2. Land in Europe, check into a hotel connected to the airport. These days an “airport hotel” can mean anything ranging from a hotel that is built into the terminal, to one that is literally a bus ride away. At London’s Heathrow airport there are now two hotels physically connected to the airport via an enclosed walkway from Terminal 4 — The Premier Inn and the Hilton London Heathrow Terminal 4. As soon as I land at Heathrow I take the Heathrow Express train the one stop to Terminal 4, then it’s a quick 5 minute walk to the hotel. After having dinner in the hotel restaurant, I’m ready for turn in for the night. While there are other hotels in the Heathrow area, they all require taking the “Hotel Hoppa,” which is a public bus — and it’s not free. By the time these passengers finally wind their way to their hotels, which can be miles away, I’m already set to turn in. Hotels connected to the airport are the best — they ensure you don’t have to deal with the elements, they save you time, and they add a measure of predictability. Other excellent hotels connected to European airports include: at Frankfurt (FRA), the Sheraton and Hilton; at Copenhagen (CPN), the Hilton; and at Hamburg (HAM), the Radisson Blu.

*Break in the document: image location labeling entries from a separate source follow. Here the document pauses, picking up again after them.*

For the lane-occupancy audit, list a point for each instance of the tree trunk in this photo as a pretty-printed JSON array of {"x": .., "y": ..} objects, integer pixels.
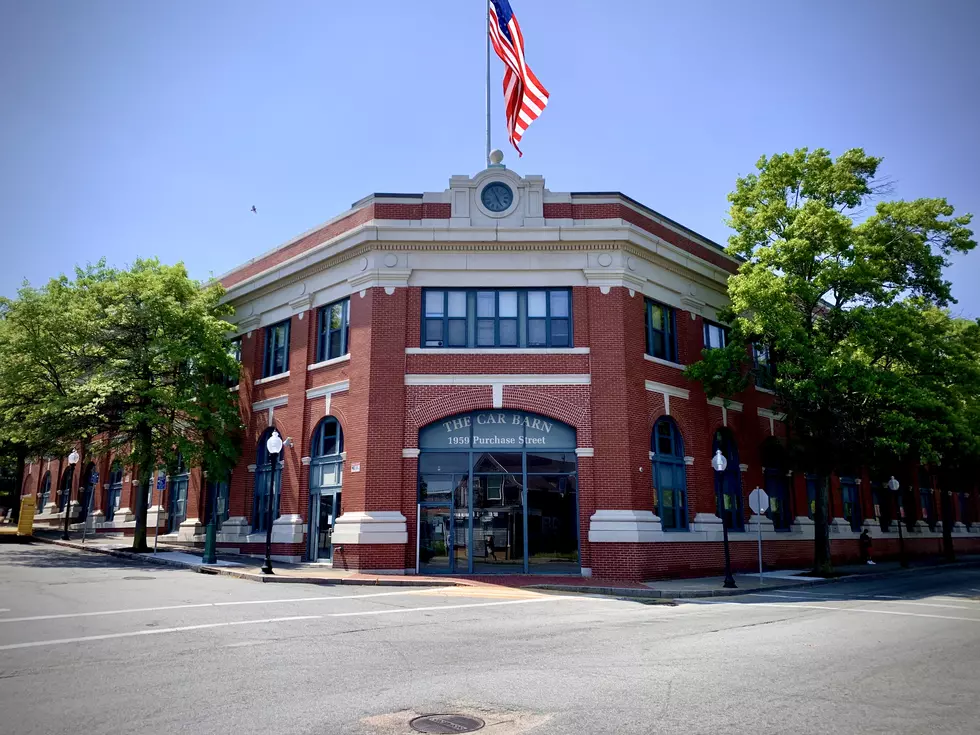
[
  {"x": 821, "y": 529},
  {"x": 144, "y": 452},
  {"x": 946, "y": 503}
]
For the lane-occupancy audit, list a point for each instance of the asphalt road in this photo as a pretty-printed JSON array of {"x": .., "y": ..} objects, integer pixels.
[{"x": 92, "y": 644}]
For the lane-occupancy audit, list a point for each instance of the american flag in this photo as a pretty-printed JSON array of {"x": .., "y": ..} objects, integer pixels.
[{"x": 524, "y": 96}]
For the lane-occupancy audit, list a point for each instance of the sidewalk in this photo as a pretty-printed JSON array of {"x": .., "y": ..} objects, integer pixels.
[{"x": 247, "y": 567}]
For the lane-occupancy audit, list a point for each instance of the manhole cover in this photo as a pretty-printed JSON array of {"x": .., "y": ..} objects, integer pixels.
[{"x": 446, "y": 724}]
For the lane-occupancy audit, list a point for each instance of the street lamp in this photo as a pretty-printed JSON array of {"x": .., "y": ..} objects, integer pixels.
[
  {"x": 72, "y": 461},
  {"x": 273, "y": 446},
  {"x": 720, "y": 464},
  {"x": 894, "y": 486}
]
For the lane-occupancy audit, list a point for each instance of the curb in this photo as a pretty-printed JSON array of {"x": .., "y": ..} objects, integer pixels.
[{"x": 250, "y": 576}]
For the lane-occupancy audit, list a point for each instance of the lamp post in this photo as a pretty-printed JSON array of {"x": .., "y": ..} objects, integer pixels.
[
  {"x": 894, "y": 486},
  {"x": 273, "y": 446},
  {"x": 720, "y": 464},
  {"x": 72, "y": 461}
]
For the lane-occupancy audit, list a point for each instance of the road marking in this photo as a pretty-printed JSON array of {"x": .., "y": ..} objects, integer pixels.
[
  {"x": 198, "y": 605},
  {"x": 153, "y": 631},
  {"x": 396, "y": 610}
]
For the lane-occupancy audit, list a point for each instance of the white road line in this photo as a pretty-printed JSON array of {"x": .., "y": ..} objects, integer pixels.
[
  {"x": 191, "y": 606},
  {"x": 153, "y": 631}
]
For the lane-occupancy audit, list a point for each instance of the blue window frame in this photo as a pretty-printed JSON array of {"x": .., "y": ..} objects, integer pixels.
[
  {"x": 264, "y": 484},
  {"x": 851, "y": 500},
  {"x": 44, "y": 494},
  {"x": 498, "y": 318},
  {"x": 276, "y": 358},
  {"x": 728, "y": 484},
  {"x": 64, "y": 491},
  {"x": 765, "y": 372},
  {"x": 661, "y": 331},
  {"x": 333, "y": 330},
  {"x": 669, "y": 475},
  {"x": 114, "y": 491},
  {"x": 715, "y": 336}
]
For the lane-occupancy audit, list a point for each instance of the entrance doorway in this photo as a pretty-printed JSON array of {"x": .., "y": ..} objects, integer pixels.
[{"x": 498, "y": 493}]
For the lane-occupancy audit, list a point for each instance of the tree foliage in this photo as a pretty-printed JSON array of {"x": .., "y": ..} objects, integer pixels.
[{"x": 869, "y": 362}]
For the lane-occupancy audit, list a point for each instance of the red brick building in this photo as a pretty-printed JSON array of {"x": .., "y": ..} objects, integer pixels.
[{"x": 489, "y": 378}]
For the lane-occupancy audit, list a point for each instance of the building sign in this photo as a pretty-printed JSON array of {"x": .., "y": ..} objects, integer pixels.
[{"x": 487, "y": 430}]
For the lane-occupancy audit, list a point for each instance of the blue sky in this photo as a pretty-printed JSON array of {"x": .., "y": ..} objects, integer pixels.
[{"x": 151, "y": 128}]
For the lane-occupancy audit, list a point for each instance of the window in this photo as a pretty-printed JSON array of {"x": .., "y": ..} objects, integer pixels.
[
  {"x": 333, "y": 330},
  {"x": 45, "y": 493},
  {"x": 276, "y": 349},
  {"x": 661, "y": 334},
  {"x": 497, "y": 318},
  {"x": 669, "y": 476},
  {"x": 715, "y": 336},
  {"x": 764, "y": 368},
  {"x": 850, "y": 498},
  {"x": 264, "y": 484},
  {"x": 114, "y": 491},
  {"x": 64, "y": 492}
]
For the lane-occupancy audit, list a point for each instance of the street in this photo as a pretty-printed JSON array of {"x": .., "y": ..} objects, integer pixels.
[{"x": 93, "y": 644}]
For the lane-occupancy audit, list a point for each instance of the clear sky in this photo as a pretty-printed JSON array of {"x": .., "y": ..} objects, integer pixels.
[{"x": 130, "y": 127}]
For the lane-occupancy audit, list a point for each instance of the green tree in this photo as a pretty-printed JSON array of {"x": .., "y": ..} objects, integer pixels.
[
  {"x": 163, "y": 373},
  {"x": 821, "y": 287}
]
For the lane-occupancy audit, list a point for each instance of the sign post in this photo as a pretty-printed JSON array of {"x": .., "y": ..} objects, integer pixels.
[{"x": 759, "y": 503}]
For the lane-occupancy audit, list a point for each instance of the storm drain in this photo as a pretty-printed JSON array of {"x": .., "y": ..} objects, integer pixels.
[{"x": 444, "y": 724}]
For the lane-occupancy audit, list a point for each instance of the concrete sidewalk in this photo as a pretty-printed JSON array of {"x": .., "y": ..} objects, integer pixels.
[{"x": 246, "y": 567}]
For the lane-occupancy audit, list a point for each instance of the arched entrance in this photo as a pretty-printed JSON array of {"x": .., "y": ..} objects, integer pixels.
[{"x": 498, "y": 492}]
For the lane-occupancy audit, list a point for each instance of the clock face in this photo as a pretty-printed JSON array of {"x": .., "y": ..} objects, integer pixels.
[{"x": 497, "y": 196}]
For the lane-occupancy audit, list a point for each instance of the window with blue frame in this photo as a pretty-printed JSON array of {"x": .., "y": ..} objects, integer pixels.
[
  {"x": 661, "y": 331},
  {"x": 276, "y": 359},
  {"x": 850, "y": 497},
  {"x": 333, "y": 330},
  {"x": 777, "y": 488},
  {"x": 264, "y": 484},
  {"x": 715, "y": 336},
  {"x": 765, "y": 373},
  {"x": 669, "y": 475},
  {"x": 966, "y": 510},
  {"x": 114, "y": 491},
  {"x": 64, "y": 491},
  {"x": 44, "y": 495},
  {"x": 497, "y": 318}
]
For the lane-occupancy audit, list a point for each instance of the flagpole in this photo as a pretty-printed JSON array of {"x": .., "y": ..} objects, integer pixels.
[{"x": 486, "y": 29}]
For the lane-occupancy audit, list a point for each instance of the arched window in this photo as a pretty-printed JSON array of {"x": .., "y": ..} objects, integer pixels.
[
  {"x": 64, "y": 491},
  {"x": 728, "y": 484},
  {"x": 669, "y": 475},
  {"x": 114, "y": 491},
  {"x": 264, "y": 483},
  {"x": 44, "y": 494}
]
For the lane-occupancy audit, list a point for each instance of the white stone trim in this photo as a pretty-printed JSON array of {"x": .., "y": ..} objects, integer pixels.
[
  {"x": 497, "y": 351},
  {"x": 624, "y": 526},
  {"x": 661, "y": 361},
  {"x": 518, "y": 379},
  {"x": 272, "y": 378},
  {"x": 371, "y": 527},
  {"x": 275, "y": 402},
  {"x": 328, "y": 363}
]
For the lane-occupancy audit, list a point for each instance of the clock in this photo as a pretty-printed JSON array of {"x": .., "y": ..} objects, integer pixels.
[{"x": 497, "y": 196}]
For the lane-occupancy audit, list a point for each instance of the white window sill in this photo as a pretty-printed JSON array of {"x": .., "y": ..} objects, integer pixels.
[
  {"x": 328, "y": 363},
  {"x": 272, "y": 378},
  {"x": 496, "y": 350},
  {"x": 661, "y": 361}
]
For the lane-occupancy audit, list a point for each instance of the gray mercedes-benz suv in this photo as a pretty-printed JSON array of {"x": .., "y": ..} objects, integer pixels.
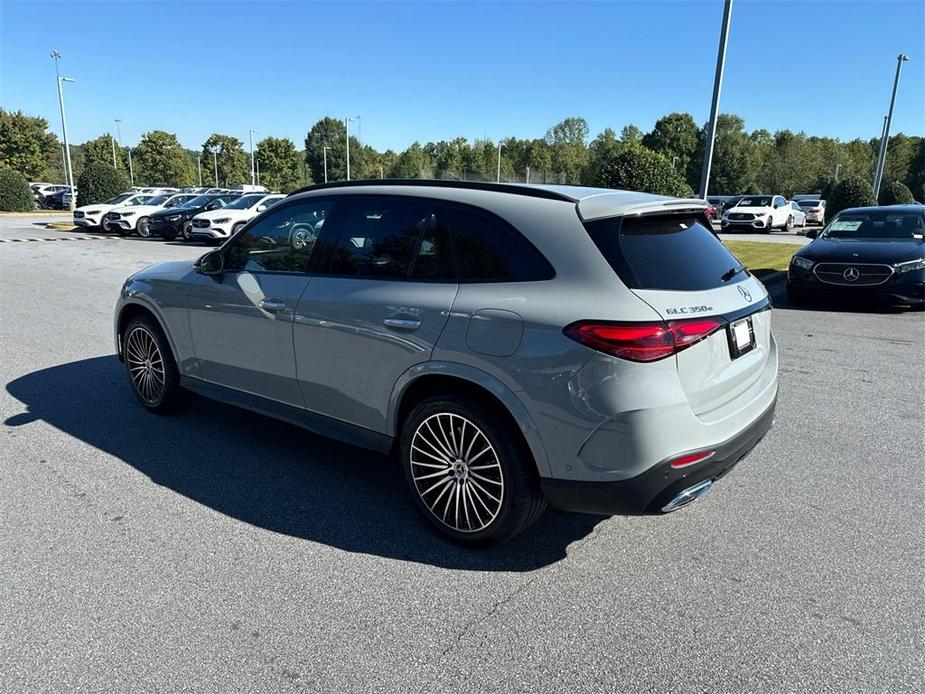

The Hilton is one of only two hotels physically connected to Heathrow Airport. Be careful of the “other” Hilton, which bills itself as being at Terminal 5. It’s not — it’s a long bus ride away. When staying at Heathrow, pick the T4 property.

3. Advil PM at night. I’m not a pharmacist, so I’m not making any recommendations concerning medicines, over the counter or otherwise. Personally, I take two Advil PM about an hour before turning in, and it helps me to get a solid night sleep despite the fact that it’s still daytime back at home. Taking a few extra glasses of water at this time also helps to alleviate flight-induced dehydration.

A sleep aid is a key component of my program for defeating jet lag.

4. Cappuccino, please. While the amount of caffeine in a cup of coffee can vary widely, a typical cappuccino will have about 5 times the amount of caffeine as a Diet Coke. When getting through Day 1 in Europe, these are essential. By having several throughout the day, I’m able to keep it together until nightfall.

5. Then, take the onward flight. After a good night’s sleep at the Hilton at T4, I have breakfast and walk back to the terminal. Since I’m a Star Alliance loyalist, I head back to Terminal 2, where all the Star Alliance carriers are consolidated under one roof. It’s about a 6 minute walk from the Hilton to the Heathrow Express train, then a 3 minute train ride, followed by about a 10 minute walk from the train stop to T2. In all, I make it from the hotel lobby to check in within 20 minutes. Using this approach, I can be in my final destination city in Europe by 2 PM local time — or about the same time as I would if I took the red eye. The difference is I arrive well rested and not in need of immediately collapsing in a hotel room from exhaustion.

By flying over the Atlantic during the day and then sleeping shortly after arrival I find that the disruptive effect of leaping over so many time zones to be minimized, and it becomes manageable with Advil PM at night and a steady stream of cappuccinos during the day.

If you’re flying in business, then the need to take the daytime flight is greatly reduced, of course. These days, however, that business class ticket will cost several times the price of a coach ticket, and using miles for upgrades often requires a sizeable copay. The program I use mitigates the need to fly in business, and leaves me ready to do business much more quickly than with the traditional red eye flights.

Ron Nehring served as Presidential campaign spokesman for Texas Senator Ted Cruz (R-TX) and Chairman of the California Republican Party. Today he is Director of International Programs for the Leadership Institute.